Saat mereka tidak menyaksikan Masjidil Haram, maka Allah menunjukkan mereka kepada ijtihad yang benar yang diwajibkan atas mereka, yaitu ijtihad dengan akal yang disematkan Allah dalam diri mereka, serta yang membedakan antar segala sesuatu dan kontradiksinya. Juga dengan berbagai tanda yang dibentangkan Allah di depan mereka, sehingga mereka tidak harus melihat Masjidil Haram yang diperintahkan Allah untuk menghadap ke arahnya.
Allah SWT berfirman:
وَهُوَ الَّذِيْ جَعَلَ لَكُمُ النُّجُوْمَ لِتَهْتَدُوْا بِهَا فِيْ ظُلُمٰتِ الْبَرِّ وَالْبَحْرِۗ
dan Dialah yang menjadikan bintang-bintang bagimu, agar kamu menjadikannya petunjuk dalam kegelapan di darat dan di laut. (QS. Al-An’am [6]: 97)
وَعَلٰمٰتٍۗ وَبِالنَّجْمِ هُمْ يَهْتَدُوْنَ
dan (dia ciptakan) tanda-tanda (penunjuk jalan). dan dengan bintang-bintang Itulah mereka mendapat petunjuk. (QS. An-Nahl [16]: 16)
tanda-tanda itu berupa gunung, malam dan siang, di dalamnya terdapat angin-angin yang telah diketahui nama-namanya meskipun berbeda-beda hembusannya.

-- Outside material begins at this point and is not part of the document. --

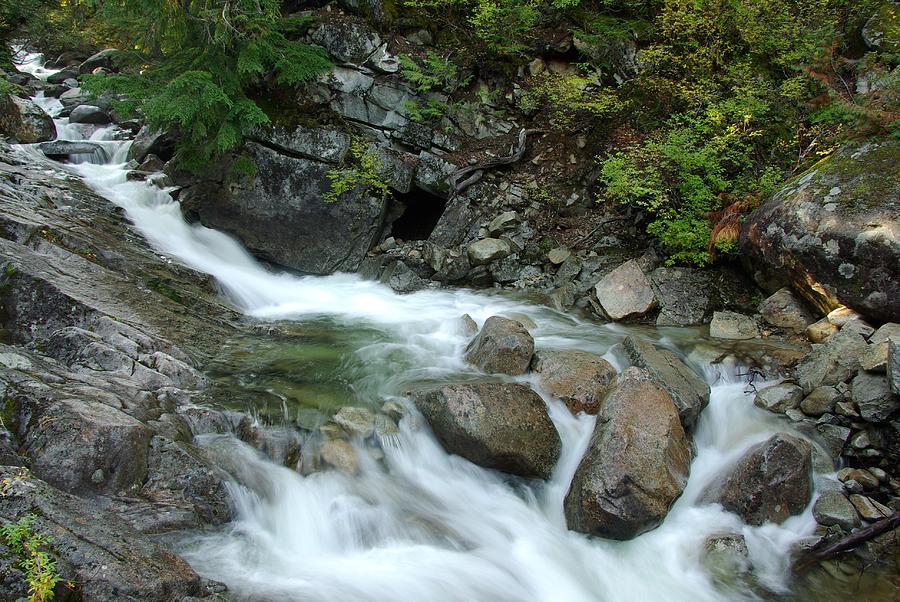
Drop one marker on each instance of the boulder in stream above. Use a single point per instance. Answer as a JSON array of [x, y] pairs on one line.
[[580, 379], [769, 483], [636, 465], [503, 346], [495, 425], [24, 122]]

Juga matahari, bulan, dan bintang-bintang yang telah diketahui tempat terbitnya, tempat terbenamnya, dan posisi orbitnya. Allah mewajibkan mereka ijtihad untuk bisa menghadap ke arah Masjidil Haram melalui apa yang telah ditunjukkan Allah kepada mereka, sebagaimana telah saya jelaskan. Oleh karena itu, mereka harus ber-ijtihad tanpa boleh mengesampingkan perintah Allah. Allah SWT tidak mengizinkan mereka shalat ke arah sesuka hati mereka manakala tidak melihat Masjidil Haram.

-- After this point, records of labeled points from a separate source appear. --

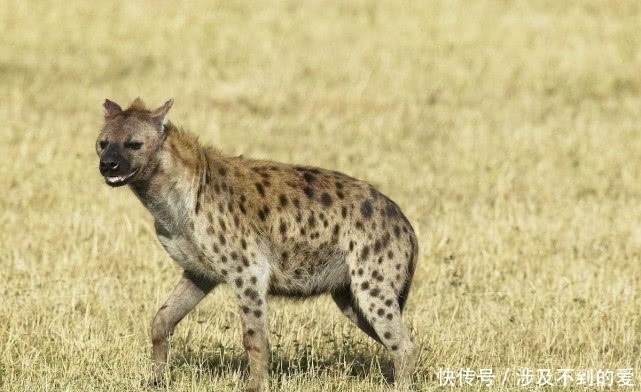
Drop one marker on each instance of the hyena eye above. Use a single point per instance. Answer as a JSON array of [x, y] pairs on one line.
[[133, 145]]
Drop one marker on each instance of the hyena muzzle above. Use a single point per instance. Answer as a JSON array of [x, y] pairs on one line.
[[264, 228]]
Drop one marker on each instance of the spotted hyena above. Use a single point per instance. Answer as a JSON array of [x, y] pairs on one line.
[[264, 228]]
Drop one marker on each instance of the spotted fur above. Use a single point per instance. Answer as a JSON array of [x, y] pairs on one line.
[[263, 228]]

Allah juga memberitahu mereka tentang ketetapan-Nya, dan berfirman:
اَيَحْسَبُ الْاِنْسَانُ اَنْ يُّتْرَكَ سُدًىۗ
Apakah manusia mengira, bahwa ia akan dibiarkan begitu saja (tanpa pertanggung jawaban)? (QS. Al Qiyamah [75]: 36)

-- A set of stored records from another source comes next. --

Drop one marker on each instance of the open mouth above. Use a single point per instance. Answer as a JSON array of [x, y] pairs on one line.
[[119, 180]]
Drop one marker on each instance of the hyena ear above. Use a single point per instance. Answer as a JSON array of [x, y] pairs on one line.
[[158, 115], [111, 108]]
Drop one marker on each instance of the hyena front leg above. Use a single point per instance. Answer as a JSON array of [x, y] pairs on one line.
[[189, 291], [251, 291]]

Maksudnya dibiarkan tanpa perintah dan larangan .
Hal tersebut menunjukkan bahwa tidak seorang pun, selain Rasulullah SAW, yang boleh menetapkan sesuatu kecuali dengan argumen, sebagaimana telah saya jelaskan dalam masalah ini, masalah tebusan dan masalah balasan berburu di Tanah Haram. Ia tidak boleh berpendapat menurut apa yang dianggapnya baik
(istihsan), karena pendapat menurut istihsan merupakan sesuatu yang diada-adakannya tanpa mengikuti petunjuk sebelumnya. Oleh karena itu, Allah memerintahkan mereka untuk mengangkat saksi dari dua orang yang adil, dan mereka punya cara untuk mengetahui sifat adil.
Hal ini telah disampaikan pada tempatnya, dan saya telah menulis beberapa kalimat, dengan harapan bisa menunjukkan perkara-perkara yang semakna dengan perkara ini.